Herkesin bildiği gibi 22 Kasım 2011 geldi çattı. Bu tarihte Türkiye’de ki internet toptan bir “çöküş” yaşadı. Çöküş diyorum çünkü BTK (Bilişim Teknolojileri Kurumu)‘nın aldığı kararla bugünkü yasaklı sitelere giriş, yeni sitelerde eklenerek, tam anlamıyla suç halini aldı. Kısacası artık yasaklı bir siteye girdiğiniz anda ya posta kutunuzda ceza makbuzu bulacaksınız, ya da kapınızda polisler dikilmiş olacak.
Osman Ünalan başkanlığında; Özgür Yazılım ve İnternet Teknolojileri Kulübü 17 Kasım 2011 tarihinde gerçekleştirdiği konferansta Bilkent Üniversitesi Öğretim üyesi Prof. Dr. Mustafa Akgül ve LKD (Linux Kullanıcıları Derneği) üyesi Engür Pişirici’yi davet etti. Davete katılması beklenen ve aynı zamanda bütün olayların kilit noktasını oluşturan BTK konuşmacısı ise gelemedi. Sebep olarak konuşmacının acil işi çıktığı söylense de, kişisel bir kaynaktan aldığım bilgiye göre BTK üyesinin konferanstan 5 dakika önce aradığı ve gelememesinin(!) bahanesi olarak “BTK’nın sizden daha önemli işleri var, sizinle ilgilenemeyiz.” denilmiş. Aynen bu bahane kullanılmış.
Engür Pişirici, internet sansürünün çok yanlış ve çok ilkel bir yönetmelik olduğunu vurguladı ve devam etti, “Devleti kafası şöyle çalışıyor; anlamlandıramadığı her şey suçtur.
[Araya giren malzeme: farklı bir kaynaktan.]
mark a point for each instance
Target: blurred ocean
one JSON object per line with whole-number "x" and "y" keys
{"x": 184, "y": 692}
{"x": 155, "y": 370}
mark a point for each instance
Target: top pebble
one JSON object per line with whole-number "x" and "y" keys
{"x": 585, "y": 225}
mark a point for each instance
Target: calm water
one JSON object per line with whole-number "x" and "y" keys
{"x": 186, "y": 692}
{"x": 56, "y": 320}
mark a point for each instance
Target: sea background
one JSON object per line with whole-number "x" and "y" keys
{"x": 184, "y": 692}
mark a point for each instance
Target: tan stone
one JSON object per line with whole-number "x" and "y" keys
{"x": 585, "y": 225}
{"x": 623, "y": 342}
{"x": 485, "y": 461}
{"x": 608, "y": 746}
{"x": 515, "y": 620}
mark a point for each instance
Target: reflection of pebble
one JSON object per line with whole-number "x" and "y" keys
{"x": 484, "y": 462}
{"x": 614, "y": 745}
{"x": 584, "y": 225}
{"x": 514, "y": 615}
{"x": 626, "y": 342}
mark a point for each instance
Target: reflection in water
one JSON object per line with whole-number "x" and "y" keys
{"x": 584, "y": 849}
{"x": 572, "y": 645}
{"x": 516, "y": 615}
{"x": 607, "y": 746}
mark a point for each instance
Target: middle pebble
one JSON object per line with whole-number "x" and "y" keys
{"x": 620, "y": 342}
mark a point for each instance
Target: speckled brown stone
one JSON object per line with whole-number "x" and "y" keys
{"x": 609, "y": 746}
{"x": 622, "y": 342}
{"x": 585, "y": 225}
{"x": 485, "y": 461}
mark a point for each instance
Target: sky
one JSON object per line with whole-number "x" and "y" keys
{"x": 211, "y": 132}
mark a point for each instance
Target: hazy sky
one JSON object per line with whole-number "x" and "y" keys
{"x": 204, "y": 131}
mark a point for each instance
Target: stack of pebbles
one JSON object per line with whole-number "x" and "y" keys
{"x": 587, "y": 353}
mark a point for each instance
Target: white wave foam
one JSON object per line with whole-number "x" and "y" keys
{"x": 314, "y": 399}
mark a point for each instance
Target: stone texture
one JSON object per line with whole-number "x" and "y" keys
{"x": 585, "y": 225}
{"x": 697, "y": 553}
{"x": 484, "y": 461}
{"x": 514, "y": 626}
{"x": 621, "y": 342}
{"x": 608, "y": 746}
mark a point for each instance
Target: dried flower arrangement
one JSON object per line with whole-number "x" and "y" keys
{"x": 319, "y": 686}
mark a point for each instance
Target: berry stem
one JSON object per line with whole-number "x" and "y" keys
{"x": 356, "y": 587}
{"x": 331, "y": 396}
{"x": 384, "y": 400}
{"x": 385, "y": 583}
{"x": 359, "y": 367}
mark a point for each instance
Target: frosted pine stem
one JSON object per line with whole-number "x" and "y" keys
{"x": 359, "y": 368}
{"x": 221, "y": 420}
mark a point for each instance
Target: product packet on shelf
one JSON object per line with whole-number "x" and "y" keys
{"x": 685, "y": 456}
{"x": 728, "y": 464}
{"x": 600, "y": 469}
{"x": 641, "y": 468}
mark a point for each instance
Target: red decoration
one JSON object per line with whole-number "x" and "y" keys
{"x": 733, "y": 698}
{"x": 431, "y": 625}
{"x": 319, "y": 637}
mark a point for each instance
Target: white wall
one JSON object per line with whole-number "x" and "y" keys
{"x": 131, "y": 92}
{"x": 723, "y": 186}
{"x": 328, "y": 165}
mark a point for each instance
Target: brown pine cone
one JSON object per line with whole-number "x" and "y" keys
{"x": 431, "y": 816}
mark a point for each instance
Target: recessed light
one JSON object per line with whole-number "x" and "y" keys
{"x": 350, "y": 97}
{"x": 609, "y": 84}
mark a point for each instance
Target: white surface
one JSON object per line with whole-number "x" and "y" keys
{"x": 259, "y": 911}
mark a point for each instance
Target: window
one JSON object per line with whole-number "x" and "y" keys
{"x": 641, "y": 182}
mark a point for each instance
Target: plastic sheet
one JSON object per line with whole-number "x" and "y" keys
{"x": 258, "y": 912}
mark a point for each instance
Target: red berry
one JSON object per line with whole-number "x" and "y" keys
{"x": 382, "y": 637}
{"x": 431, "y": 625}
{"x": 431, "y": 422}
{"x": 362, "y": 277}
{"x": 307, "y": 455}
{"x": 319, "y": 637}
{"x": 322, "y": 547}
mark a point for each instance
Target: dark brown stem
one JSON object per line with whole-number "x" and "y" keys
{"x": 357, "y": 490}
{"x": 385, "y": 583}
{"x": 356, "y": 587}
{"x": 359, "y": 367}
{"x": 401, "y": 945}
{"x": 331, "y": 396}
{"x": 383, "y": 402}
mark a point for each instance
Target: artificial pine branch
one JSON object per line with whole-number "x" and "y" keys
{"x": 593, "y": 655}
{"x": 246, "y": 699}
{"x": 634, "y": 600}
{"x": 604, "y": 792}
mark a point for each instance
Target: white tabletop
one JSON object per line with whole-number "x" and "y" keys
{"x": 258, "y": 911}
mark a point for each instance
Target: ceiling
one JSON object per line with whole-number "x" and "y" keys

Erotizmden tutunda internet bankacılığına kadar her şey devlete göre illegaldi ve artık suç sayacak.
Evet internet bankacılığı zaten illegaldi çünkü devlet internet bankacılığındaki güvenlik sistemini anlayamıyordu ve bu yüzden şimdi tam anlamıyla suç olacak.
Peki BTK’nın amacı nedir? Kesin olmamakla birlikte, çocuklarımızı kötü internetten koruma yalanı dışında, yaptıklarından da bir sonuca varılamıyor. Engür Pişirici, “BTK’nın yaptığı her şey mantıksız. Sivil toplum kuruluşları ile görüşmeler bir hafta sonu yapıldı ve karar ertesi hafta başı verildi. Sivil toplum kuruluşları ise bu konuyla ilgili yorum bile yapmadılar.” dedi ve ekledi, “Ana mantık beyaz ve kara liste hazırlamak ama liste kriterleri ve özellikleri tümüyle belirsiz. Siteleri yalnız BTK seçecek yani BTK’nın aklı nasıl çalışıyorsa, Türkiye’nin interneti öyle olacak.” dedi.
Peki halk bu konuda bir şey yapabilir mi? Halk olmasa bile GSM operatörleri Ağustos’ta şanslarını denediler. Aslında yönetmelik, 22 Ağustos’ta yürürlüğe girecekti ama Türkcell, Vodafone ve AVEA ’nın buna karşı çıkmaları üzerine 22 Kasım’a ertelendi. Kamuoyuna da 3 aylık deneme süresi olduğu söylendi. “Bu tek taraflı bir boks maçıdır. Siz ne kadar vursanız da, kaçsanız da, saklansanız da BTK hücum yapıyor ve görünen o ki, bu hücum 22 Kasım’dan sonra azalmaktan ziyade artarak devam edecek.” diye noktaladı Engür Pişirici.
Benim görüşüm ise Engür Pişirici ile aynı yönde. Yarın bir gün BTK, Bilkent ana sayfasında ki bir fotoğrafa; “bir kız ve bir erkek aynı karede çok yakınlar” diyerek bilkent.edu.tr’yi ve bağlı olduğı STARS sistemini kapatabilir. Çok uçuk gelebilir ama You Tube’u ve hatta Google’u yerden yere vuran bir kurumun daha neler yapabileceğini kimse bilemez.
Son olarak Osman Ünalan‘a ve Özgür Yazılım ve İnternet Teknolojileri Kulübü‘ne bu konuyu gündeme taşıdıkları ve böyle güzel bir organizasyon gerçekleştirdikleri için teşekkür ederim.